Researchers believe that galaxies grow by swallowing smaller galaxies. The evidence of this, though, is not easy to see. The stars in the infalling galaxy merge with the very similar stars of the larger galaxy, leaving no trace.

Messier 87 lies at the center of the Virgo cluster of galaxies. It's a vast ball of stars with a total mass that's more than a million times that of the sun, lying about 50 million light-years away.

In this latest study, the researchers examined planetary nebulae in this galaxy, which are the glowing shells around aged stars. Because these objects shine very brightly in a specific hue of aquamarine green, they can be distinguished from the surrounding stars. Careful observation of the light from the nebulae using a powerful spectrograph can also reveal their motions. These motions, in turn, provided clues to the past merger.

"We are witnessing a single recent accretion event where a medium-sized galaxy fell through the center of Messier 87, and as a consequence of the enormous gravitational tidal forces, its stars are now scattered over a region that is 100 times larger than the original galaxy!" said Ortwin Gerhard, co-author of the new study, in a news release.

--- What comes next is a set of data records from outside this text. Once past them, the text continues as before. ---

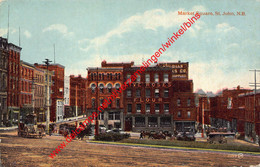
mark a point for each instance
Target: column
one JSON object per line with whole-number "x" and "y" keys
{"x": 106, "y": 119}
{"x": 158, "y": 122}
{"x": 146, "y": 121}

There researchers also examined the light distribution in the outer parts of Messier 87 and found evidence of extra light coming from the stars in the galaxy that had been pulled in and disrupted. This also showed that the disrupted galaxy has added younger, bluer stars to Messier 87, and so was probably a star-forming spiral galaxy before its merger.

"It is very exciting to be able to identify stars that have been scattered around hundreds of thousands of light-years in the halo of this galaxy-but still to be able to see from their velocities that they belong to a common structure," said Magda Arnaboldi, co-author of the study. "The green planetary nebulae are the needles in a haystack of golden stars. But these rare needles hold the clues to what happened to the stars."

The findings are published in the journal Astronomy & Astrophysics Letters.